Coffee heat rising

Teaching without tools

So the li’l community college students have handed in their first batch of final, final, FINAL most-brilliant-thing-they-ever wrote essays. A few are surprisingly good. Most are unsurprisingly adequate, and a few evince some real challenges with language. Mercifully, so far none of them is flunking (exactly), and I’ve only got about four or five more papers to read.

Teaching students about writing has its challenging moments in an institutional world controlled by educators who are convinced that learning how language actually works does nothing to help students develop strong writing skills. Having made a living as a writer and, later, as an editor, I can testify from personal experience to the wrong-headedness of that idea. Most of my writing style has evolved specifically because I learned a lot about grammar and language in grade school, middle school, and high school. Over the years, I consciously applied knowledge of grammar and sentence structure to my own writing by way of developing a specific style, one designed to be moderately complex but not ornate. Though in my old age I often drop a letter or a word as my fingers fly over the keyboard, I rarely make a grammatical or structural error that is not a typo.

I believe that students are well served by a strong grasp of their native language’s grammar and style.

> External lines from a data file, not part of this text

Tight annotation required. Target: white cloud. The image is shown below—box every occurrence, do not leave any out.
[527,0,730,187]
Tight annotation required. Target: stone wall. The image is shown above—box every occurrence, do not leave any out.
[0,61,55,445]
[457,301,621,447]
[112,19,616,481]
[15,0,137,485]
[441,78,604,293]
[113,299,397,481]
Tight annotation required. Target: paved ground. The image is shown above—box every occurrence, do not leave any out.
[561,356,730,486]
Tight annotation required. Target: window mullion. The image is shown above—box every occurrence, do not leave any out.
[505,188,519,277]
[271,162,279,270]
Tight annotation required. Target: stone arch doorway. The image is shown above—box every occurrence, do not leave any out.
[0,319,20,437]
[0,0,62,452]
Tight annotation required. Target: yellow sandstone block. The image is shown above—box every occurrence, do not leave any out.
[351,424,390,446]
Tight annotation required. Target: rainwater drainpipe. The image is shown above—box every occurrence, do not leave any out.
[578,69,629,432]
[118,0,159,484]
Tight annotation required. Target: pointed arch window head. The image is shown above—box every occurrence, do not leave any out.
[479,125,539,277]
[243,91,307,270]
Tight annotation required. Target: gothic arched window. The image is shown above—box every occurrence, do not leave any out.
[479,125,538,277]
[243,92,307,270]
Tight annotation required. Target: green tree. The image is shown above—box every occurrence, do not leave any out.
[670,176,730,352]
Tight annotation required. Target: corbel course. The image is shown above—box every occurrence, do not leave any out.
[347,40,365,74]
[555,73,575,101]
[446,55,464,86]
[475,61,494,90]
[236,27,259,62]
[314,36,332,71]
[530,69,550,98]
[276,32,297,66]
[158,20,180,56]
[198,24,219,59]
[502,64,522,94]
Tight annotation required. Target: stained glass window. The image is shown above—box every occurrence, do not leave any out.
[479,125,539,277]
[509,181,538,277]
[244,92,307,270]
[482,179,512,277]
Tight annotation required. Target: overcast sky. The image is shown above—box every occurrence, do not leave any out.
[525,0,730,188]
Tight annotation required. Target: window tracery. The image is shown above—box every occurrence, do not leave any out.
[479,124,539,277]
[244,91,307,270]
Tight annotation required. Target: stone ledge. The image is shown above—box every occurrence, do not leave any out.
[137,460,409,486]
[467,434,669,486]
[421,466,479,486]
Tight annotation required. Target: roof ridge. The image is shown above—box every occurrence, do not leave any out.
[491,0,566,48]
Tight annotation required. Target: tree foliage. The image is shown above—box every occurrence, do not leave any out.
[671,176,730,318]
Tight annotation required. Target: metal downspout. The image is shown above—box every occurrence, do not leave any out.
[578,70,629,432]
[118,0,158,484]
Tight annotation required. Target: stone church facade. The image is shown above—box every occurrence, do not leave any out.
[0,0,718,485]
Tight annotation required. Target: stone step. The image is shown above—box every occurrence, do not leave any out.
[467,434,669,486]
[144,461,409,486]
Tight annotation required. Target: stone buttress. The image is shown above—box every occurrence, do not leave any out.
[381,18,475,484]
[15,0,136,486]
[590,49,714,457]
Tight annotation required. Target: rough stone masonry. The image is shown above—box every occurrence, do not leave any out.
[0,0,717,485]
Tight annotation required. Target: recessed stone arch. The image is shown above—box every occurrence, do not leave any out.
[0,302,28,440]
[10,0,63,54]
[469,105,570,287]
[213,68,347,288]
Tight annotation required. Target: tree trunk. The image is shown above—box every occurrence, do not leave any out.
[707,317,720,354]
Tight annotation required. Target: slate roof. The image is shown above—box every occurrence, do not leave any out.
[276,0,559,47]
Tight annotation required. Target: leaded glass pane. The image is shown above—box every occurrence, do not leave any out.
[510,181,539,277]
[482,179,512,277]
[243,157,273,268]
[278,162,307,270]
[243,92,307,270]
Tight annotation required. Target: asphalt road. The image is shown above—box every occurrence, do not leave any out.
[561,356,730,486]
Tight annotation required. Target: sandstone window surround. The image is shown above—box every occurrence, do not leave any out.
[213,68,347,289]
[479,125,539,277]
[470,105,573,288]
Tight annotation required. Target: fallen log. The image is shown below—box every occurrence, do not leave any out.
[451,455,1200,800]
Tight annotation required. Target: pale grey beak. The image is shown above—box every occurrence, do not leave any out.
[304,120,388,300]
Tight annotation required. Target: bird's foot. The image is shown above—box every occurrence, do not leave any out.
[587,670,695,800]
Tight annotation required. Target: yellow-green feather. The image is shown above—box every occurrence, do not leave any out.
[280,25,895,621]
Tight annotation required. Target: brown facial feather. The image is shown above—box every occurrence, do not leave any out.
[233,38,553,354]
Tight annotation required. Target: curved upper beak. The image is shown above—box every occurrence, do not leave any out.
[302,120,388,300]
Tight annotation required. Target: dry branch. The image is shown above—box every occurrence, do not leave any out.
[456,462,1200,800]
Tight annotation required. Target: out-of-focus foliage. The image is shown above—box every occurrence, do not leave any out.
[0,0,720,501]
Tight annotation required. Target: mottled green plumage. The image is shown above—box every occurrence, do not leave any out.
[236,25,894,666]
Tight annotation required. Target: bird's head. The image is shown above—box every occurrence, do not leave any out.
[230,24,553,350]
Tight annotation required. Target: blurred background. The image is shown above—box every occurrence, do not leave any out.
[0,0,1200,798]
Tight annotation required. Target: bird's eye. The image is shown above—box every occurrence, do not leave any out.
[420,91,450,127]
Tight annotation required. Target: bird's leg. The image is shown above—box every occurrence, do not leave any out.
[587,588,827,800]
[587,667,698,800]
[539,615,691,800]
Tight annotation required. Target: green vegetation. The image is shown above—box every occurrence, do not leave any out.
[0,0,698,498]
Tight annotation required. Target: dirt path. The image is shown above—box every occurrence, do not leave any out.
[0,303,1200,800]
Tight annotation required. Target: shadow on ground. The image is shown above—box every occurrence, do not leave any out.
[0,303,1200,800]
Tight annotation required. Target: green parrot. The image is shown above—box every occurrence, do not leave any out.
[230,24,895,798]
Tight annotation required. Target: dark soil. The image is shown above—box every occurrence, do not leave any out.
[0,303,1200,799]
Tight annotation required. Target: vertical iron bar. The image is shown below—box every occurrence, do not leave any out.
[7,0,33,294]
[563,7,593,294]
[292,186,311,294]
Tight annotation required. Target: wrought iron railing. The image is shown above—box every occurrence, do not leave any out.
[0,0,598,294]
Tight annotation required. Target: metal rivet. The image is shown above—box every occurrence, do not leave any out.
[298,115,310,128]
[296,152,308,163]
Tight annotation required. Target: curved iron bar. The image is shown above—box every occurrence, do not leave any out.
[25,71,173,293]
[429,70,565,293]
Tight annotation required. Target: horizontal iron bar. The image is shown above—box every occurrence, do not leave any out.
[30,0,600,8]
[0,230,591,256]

But that’s something few of them learn.

After the chair of my old department at the West campus proposed and got approval for a course titled “Grammar and Style for Writers and Teachers,” the dean of the College of Education paid her a visit and said to her, “I wish you would not teach grammar to education majors.”

No joke.

So what you have, all you taxpayers out there, are teachers of English who do not know how to describe the workings of the English language. They do not know its conventions, they do not know where its conventions came from, and they have no idea how to teach your children how to form a sentence at once technically correct and graceful.

Inside the classroom, it means that you (the instructor) have no vocabulary to use in speaking with the students about issues they need to understand. There’s no way to speak easily and meaningfully with them about language and grammar (of any sort: traditional, structural, transformational, whatEVER)…because they don’t know the words to describe these things. Neither, we might add, did their previous teachers, being graduates of colleges that quite deliberately keep budding K-12 teachers in the dark.

So. Let us say I want to ask a class of bright young students to refrain from writing sentence fragments. I give them, as an example, this typical utterance:

Which is the main drawback to teenage drinking.

How do I explain that this is not a complete sentence? I’m speaking to people who may not know what a subject and a verb are, but more to the point in this case, I can’t easily explain to them that this is a fragment because it is a subordinate clause, and that we know it’s a subordinate clause because it begins with a relative pronoun.

When I asked my students why this utterance is a sentence fragment, one of them said, “Because it starts with a preposition.”

Understand: quite a few of them have been told they must never start a sentence with a preposition, but none of them seem to know what a preposition is. One reported that she had been told never to start a sentence with because, because it’s a preposition.

Because it starts with a preposition.
Because it starts with a preposition, my teacher said it is an incorrect sentence.

How do I tell them which of these is a sentence fragment and why? How do I tell them what patterns to look for when they don’t know what a preposition is, they don’t know what a subordinating conjunction is, they don’t know what a relative pronoun (or any kind of pronoun) is, they don’t know what an independent clause is, and they don’t know what a dependent clause is?

And, without using the terms “relative pronoun,” “interrogative pronoun,” and “adjective,” how do I explain which of these is a sentence fragment, and why?

Which is what I was trying to say.
Which of the puppies has the nicest personality?
Which way do we go to find the train station?

The current theory has it that somehow humans are born hard-wired with the grammatical structure of their native language, and so you don’t need to instruct them in it. That accepted as a given, obviously neither you nor your students need a vocabulary with which to discuss these matters. Instead, we’re told that the way to teach students to write is to make them write. And write. And write. The more they write, the accepted wisdom goes, the better they write.

Well, no.

The more you write badly, the more bad copy you churn out. When you don’t understand what you’re doing, all you can do is grope around in the dark. You have no way to improve your skill because you have no tools, no knowledge with which to improve. And no, grammar is not hard-wired into the human brain. It is learned in infancy by listening to the people around you. When the people around you speak a dialect—as, believe it or not, many Southwesterners do (oh, yes, Virginia: there is a cowboy dialect!)—you learn the grammar of that dialect. If you grew up in darkest Arizona, for example, something like I never saw them two mountain lions until they were right on top of me rings true. That is your hard-wired grammar.

And if no one ever teaches you how to speak about language, you’re unlikely to learn how to express that statement in lingo appropriate to the college or the white-collar office job.

What it means for a college writing instructor is that we’re left empty-handed of any tools with which to teach our subject matter. We are effectively hamstrung. There’s no way you can help students develop their writing skills without some common language you can use to discuss those skills!

To coin a Southwesternism: it’s the stupidest damnfool thing I ever heard.